25 thoughts on “Lunchbox Cyberdeck Is A Tasty Build

    1. Thanks! Because of the smaller scale of the box, I couldn’t add a fan. I also wanted to ensure that the box remained waterproof and had a tight seal when closed so vents were out of the question. I ended up using some thermal paste and heatsinks which have worked extremely well thus far. I use the lunch box primarily for short coding sessions on the couch so there hasn’t been anything too intensive.

  1. Dang it, wish I hadn’t dismantled mine now that this is becoming a whole thing! I had one with a proper x86 system and desktop GPU. Dual 4k screens. PSU and all were in the case. C’mon, let’s see some decks that aren’t built around the raspberry pi! But this is great. I also took advantage of a pelican case-type setup.

    1. I think it IS a 30%. In fact, in the article, it says,
      “It’s called The Gherkin and it was created by the good folks at 40percent.club. It’s a 30% ortho-linear keyboard (buttons are in a grid, not staggered).”
      There may have been some confusion from the words “40percent” being in the same statement.

      1. It’s pretty cool seeing something you’ve built on a blog you frequent.
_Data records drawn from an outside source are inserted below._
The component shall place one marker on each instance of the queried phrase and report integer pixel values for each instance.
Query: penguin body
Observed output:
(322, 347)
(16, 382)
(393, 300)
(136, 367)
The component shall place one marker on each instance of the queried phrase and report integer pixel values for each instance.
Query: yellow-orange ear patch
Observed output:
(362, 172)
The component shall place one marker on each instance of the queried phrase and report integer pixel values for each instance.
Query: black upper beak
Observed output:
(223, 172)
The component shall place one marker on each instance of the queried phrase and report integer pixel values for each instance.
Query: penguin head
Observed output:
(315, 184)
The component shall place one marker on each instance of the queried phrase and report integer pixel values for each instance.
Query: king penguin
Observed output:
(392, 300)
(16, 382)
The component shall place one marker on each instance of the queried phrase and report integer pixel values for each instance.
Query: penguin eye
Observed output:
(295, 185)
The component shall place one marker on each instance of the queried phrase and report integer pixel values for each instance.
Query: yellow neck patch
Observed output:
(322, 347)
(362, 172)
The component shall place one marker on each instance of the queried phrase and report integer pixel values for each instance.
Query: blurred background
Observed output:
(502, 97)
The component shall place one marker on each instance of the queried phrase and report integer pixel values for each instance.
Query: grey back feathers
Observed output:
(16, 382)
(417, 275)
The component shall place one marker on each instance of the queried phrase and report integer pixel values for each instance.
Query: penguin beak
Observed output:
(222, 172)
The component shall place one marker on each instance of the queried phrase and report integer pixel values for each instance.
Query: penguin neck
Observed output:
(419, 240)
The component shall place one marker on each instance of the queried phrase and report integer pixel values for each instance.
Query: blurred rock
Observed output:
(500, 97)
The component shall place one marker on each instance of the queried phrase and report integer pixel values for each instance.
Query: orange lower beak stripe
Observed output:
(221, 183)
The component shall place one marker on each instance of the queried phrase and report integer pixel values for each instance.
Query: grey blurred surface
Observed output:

Thanks for posting about my lunchbox Kristina! Any chance you could add my name to the article? Would help if I’m ever looking to transition into the lunch box building industry and they search to confirm that I can, in fact, build lunchboxes. Thank you! :)

    1. And in any case, why would you assume 20 minutes to an hour? This seems like a completely arbitrary guess, and with the size of its case, it could certainly fit a good number of 18650 lithium cells. It’s a little hard to tell from the picture in this article, but if you look at the pictures in the linked article, the display half of the case is much deeper than the keyboard side, with space for MANY batteries. I’m told that a Pi 4 uses about 3.4 Watts, and I’m just going to guess another two watts for the display. Let’s call it 6 watts altogether. a 2.6 A*hr lithium cell at nominal 3.7 V holds 9.62 W*hr, which means that if you allow a sloppy 80% efficient power supply, it will deliver 7.7 W*hr to the load. This means that ONE cell could power this for over an hour. If I were building it, it would have at least ten cells in it. I’m assuming you can do the math from here.

      And by the way, the reason people build things themselves instead of buying what others have built, is so that they can optimize them for their own needs. If you value long run time, you make sure there’s room for the batteries, and you stuff them in there wherever you can. If you’re more into having a minimal impact on your backpack’s weight, you might go for thin and light at the expense of run time.

      1. Great comment BrightBlueJim. That’s correct, there is plenty of room for multiple batteries. I’m actually working on adding a circuit and battery so I can take the lunch box with me on the go. I have roughly 40,000 mAh (two 20k mAh) batteries that are just laying around waiting to be used. I think one of them should be more than enough.

  2. When did every homebuilt computer become a “cyberdeck”? None of the ones I’ve seen lately will allow you to “jack in” and get the full immersion thing going. This is a lunchbox computer, and a pretty slick one at that. Decent size screen, rugged case, nice keyboard. And practical – the use of a clamshell box means that only two flat panels have to be cut out, and everything else mounts to them. Easy peasy, lemon squeezy. But as a cyberdeck it would be dismal.

    1. You’re right on that front. I think there is the proper definition and then a subgroup that uses the term to really just refer to a specific aesthetic. Though even defining what that aesthetic looks like can be nebulous. Personally. I think cyberdeck just sounds more bad ass than computer :)

    2. “None of the ones I’ve seen lately will allow you to “jack in” and get the full immersion thing going.”

      And if it is being used to access pR0n, they are jacking in to jack off!